94107 阿部 麻利子
近年、コンピュータの普及には目ざましいものがあり、他の
電化製品のように各家庭に1台とさえ言われている。また、教
え込む教育から育てる教育へ移行しつつある教育現場でも、そ
の道具の一つとしてコンピュータが多いに利用されている。公
立中学校におけるコンピュータ設置率はほぼ 100% に近いとい
う現状である。このような環境の中で育ち、コンピュータとい
うものをとても身近に感じていると思われる中学生を対象とし
て空間図形を学習するためのシステムを作成した。
「空間図形」は中学1年の数学で取り上げられている項目の
一つである。
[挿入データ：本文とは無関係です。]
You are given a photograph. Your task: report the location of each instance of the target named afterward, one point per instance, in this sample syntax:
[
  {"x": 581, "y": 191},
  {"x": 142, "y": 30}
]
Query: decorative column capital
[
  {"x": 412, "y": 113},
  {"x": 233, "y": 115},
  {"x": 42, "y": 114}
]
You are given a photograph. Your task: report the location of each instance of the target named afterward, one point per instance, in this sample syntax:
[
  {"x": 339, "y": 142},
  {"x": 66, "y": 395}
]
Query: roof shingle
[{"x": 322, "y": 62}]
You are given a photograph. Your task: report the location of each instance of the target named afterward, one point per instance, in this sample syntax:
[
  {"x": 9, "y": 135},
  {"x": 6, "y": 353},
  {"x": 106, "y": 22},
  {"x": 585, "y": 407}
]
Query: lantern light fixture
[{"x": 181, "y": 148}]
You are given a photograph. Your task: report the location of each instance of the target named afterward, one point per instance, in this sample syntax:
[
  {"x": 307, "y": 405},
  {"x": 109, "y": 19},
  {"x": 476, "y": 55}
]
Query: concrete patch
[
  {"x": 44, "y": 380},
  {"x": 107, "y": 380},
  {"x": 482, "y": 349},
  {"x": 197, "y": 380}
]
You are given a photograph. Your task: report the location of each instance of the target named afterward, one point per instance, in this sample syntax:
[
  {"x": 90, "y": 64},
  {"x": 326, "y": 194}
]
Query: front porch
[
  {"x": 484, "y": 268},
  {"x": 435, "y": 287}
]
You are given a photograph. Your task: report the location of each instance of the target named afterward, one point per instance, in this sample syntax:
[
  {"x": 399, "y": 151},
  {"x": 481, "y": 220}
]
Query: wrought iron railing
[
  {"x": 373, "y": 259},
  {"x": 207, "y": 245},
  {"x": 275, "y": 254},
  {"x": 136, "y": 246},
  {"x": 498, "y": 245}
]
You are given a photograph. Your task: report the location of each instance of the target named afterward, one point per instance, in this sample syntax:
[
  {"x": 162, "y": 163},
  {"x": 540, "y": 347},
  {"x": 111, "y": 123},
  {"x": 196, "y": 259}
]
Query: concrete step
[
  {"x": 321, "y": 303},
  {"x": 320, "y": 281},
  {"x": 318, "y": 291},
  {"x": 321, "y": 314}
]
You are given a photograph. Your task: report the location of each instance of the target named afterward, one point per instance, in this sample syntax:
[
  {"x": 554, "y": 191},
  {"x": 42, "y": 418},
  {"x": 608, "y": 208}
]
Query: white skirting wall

3次元空間での立体の形や、体積、表面積、及び
立体のいろいろな見方について学習する。一般には、3次元空
間を扱っているにもかかわらず2次元的な教科書上で解説され
ており、理解し易さに欠ける。また補助教材として、模型を作
成する方法があげられるが、これは手間がかかる上に正確さに
欠ける。学校の先生は模型を使って授業をすすめるが、実際に
生徒一人一人が模型を手にとってじっくりと眺めることは不可
能である。
そこで、3次元コンピュータグラフィックスを利用する事に
より、3次元立体図形を学習者が好きな方向から眺めたり、展
開図から立体ができるまでの過程を見ること等によって「空間
図形」を学ぶときの基礎的な部分、つまり「立体の形」を学習
者が容易に理解できるシステムを作ることを目的とした。
本研究では、3次元コンピュータグラフィックスの標準的な
ライブラリである OpenGL を用いてシステムを作成した。内容
的には、基本図形といわれる4つの図形の展開図と断面図、4
種類の回転体と、5種類の正多面体、の4つの項目を設定して
いる。主な操作はマウスによるボタンクリックで行われる。ま
た、マウスのドラッグで自由に図形を回転させることもでき、
模型を手にとっていろいろな角度から眺めるのと同じ感覚で、
システムを利用することができる。